In a widely-anticipated decision, the RBA Board has decided to hold the cash rate at 2.5 per cent – meaning it will have been at this historically low level for six months by the time of the Board’s next meeting on February 4.
There is clear evidence that low interest rates are having an effect.
The property market is strengthening (house prices have risen, building approvals are up 23 per cent from a year ago), company profits are growing (up almost 9 per cent in 12 months), shares are rising (up 20 per cent in the year to date), and retail sales are increasing at a sustained solid clip (three consecutive monthly increases of 0.5 per cent or greater).
And the central bank thinks there is more of such news to come.
As RBA Governor Glenn Stevens put it today, “The full effects of these decisions [to ease monetary policy] are still coming through, and will be for a while yet”.
This is coupled with tentative signs that activity in the non-mining parts of the economy is picking up.
Official capital expenditure data showed manufacturers and other businesses were gradually increasing their investment, and the latest report from credit reporting firm Dun & Bradstreet showed 10 per cent of firms intend to hire extra staff in the first quarter of 2014.

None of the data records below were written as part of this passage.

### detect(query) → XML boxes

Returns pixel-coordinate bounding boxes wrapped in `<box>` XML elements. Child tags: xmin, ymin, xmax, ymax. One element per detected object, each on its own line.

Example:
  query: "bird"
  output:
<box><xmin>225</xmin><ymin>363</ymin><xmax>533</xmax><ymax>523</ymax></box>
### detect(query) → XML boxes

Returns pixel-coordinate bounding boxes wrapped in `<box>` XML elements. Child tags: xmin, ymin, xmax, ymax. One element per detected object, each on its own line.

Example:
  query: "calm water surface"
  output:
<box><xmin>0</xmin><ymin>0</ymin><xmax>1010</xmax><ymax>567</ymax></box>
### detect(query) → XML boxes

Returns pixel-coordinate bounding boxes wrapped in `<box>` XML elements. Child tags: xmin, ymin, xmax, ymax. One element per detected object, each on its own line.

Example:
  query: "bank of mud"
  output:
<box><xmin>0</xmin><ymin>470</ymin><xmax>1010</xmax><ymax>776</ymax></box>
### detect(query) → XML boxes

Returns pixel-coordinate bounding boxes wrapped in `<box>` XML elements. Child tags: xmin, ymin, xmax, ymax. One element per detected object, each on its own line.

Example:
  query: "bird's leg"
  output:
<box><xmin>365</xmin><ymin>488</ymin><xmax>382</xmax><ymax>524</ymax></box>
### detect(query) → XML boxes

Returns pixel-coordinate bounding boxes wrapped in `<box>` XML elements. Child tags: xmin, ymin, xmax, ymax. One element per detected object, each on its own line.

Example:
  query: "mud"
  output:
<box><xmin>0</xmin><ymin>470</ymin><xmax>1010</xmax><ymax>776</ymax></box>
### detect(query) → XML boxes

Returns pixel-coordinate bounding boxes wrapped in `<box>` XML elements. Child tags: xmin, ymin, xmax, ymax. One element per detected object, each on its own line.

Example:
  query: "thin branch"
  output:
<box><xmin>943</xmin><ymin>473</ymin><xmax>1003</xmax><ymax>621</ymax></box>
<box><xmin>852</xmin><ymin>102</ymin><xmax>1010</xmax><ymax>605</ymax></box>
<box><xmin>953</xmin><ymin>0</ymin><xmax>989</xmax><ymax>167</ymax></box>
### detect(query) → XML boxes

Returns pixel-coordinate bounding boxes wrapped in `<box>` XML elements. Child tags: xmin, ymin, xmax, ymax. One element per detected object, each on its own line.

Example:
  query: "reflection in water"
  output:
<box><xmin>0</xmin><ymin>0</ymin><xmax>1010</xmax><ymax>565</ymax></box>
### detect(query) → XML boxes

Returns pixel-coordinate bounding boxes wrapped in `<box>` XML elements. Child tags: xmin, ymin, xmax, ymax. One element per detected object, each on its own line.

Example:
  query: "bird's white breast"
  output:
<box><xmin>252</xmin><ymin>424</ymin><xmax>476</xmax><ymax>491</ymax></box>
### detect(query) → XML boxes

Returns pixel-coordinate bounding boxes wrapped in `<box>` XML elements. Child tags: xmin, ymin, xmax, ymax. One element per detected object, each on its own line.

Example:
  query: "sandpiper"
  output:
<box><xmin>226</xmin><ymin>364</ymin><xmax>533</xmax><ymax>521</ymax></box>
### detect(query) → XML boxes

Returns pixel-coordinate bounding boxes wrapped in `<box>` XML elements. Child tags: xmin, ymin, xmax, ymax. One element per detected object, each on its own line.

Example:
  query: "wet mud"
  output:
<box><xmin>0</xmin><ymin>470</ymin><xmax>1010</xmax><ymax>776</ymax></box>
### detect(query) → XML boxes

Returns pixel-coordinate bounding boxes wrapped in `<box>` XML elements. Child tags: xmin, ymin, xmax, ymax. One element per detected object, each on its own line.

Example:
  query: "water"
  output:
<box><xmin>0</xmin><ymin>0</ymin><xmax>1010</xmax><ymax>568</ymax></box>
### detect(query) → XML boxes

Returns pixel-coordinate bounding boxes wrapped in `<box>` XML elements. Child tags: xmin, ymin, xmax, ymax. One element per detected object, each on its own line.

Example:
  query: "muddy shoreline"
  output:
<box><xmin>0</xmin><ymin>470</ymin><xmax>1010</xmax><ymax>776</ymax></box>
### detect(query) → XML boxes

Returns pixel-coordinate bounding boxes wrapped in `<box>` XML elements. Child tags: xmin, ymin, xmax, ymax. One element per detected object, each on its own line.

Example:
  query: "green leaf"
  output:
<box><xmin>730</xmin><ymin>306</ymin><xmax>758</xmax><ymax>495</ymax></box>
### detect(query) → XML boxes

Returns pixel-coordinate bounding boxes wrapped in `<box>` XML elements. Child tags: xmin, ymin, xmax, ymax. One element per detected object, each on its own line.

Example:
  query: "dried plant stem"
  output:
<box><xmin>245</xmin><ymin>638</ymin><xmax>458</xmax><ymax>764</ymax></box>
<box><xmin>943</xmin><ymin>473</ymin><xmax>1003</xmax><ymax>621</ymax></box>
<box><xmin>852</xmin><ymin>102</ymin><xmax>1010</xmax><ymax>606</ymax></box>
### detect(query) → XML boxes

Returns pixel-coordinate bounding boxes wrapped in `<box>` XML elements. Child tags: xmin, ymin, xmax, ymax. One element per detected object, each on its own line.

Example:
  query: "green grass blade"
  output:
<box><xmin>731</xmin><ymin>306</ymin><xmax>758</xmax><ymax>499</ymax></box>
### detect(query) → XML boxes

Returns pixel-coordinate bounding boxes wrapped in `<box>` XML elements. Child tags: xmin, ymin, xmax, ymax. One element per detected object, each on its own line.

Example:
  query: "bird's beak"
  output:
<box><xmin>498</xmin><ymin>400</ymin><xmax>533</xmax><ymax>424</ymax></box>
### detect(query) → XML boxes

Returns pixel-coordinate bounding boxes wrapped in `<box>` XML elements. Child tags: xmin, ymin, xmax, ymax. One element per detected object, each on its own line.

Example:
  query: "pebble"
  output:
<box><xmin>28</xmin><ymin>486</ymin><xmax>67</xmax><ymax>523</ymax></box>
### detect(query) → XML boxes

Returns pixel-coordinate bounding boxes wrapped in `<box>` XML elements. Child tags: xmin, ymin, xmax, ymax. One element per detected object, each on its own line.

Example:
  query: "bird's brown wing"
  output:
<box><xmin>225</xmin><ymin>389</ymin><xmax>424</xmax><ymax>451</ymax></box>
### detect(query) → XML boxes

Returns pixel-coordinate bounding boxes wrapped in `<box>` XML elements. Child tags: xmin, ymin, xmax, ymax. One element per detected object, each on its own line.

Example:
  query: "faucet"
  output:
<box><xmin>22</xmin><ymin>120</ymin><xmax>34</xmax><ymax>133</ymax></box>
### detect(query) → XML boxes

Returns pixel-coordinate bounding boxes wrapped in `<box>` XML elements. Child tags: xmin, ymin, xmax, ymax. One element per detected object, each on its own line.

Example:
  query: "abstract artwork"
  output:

If this is accurate, and businesses act on their hiring intentions, the unemployment rate may not rise much higher.
In further promising news, the official GDP numbers for the September quarter, due out tomorrow, may also be a bit stronger than many have been predicting.
The Australian Bureau of Statistics threw in a surprise today with its report that the trade surplus surged more than 50 per cent in three months to almost $9 billion, adding around 0.7 of a percentage point to activity in the September quarter.
The RBA’s known unknowns: the dollar and non-mining activity
But the persistently strong dollar and the sputtering recovery in economic activity outside the mining sector are the two greatest areas of uncertainty for the Reserve Bank.
Continuing recent efforts to talk the currency down, Stevens said the dollar (which was trading at just below US91 cents following the RBA announcement) was “still uncomfortably high”.
He almost didn’t need to add that the high exchange rate will have to come down in order for the economy to achieve “balanced” growth.
On this front, the Governor admitted that expectations for an acceleration in activity outside the mining sector were subject to “considerable uncertainty”.
Market Economics managing director Stephen Koukoulas is one of the few who for some time now have been predicting rates to rise in 2014 – he tips in the first three months of next year.
But the strong dollar could make it hesitate.
Koukoulas, for one, thinks there is much more the RBA needs to do much more to get the currency down – jawboning alone has had little effect.
If he is right, look for big sell-offs of the currency in coming days.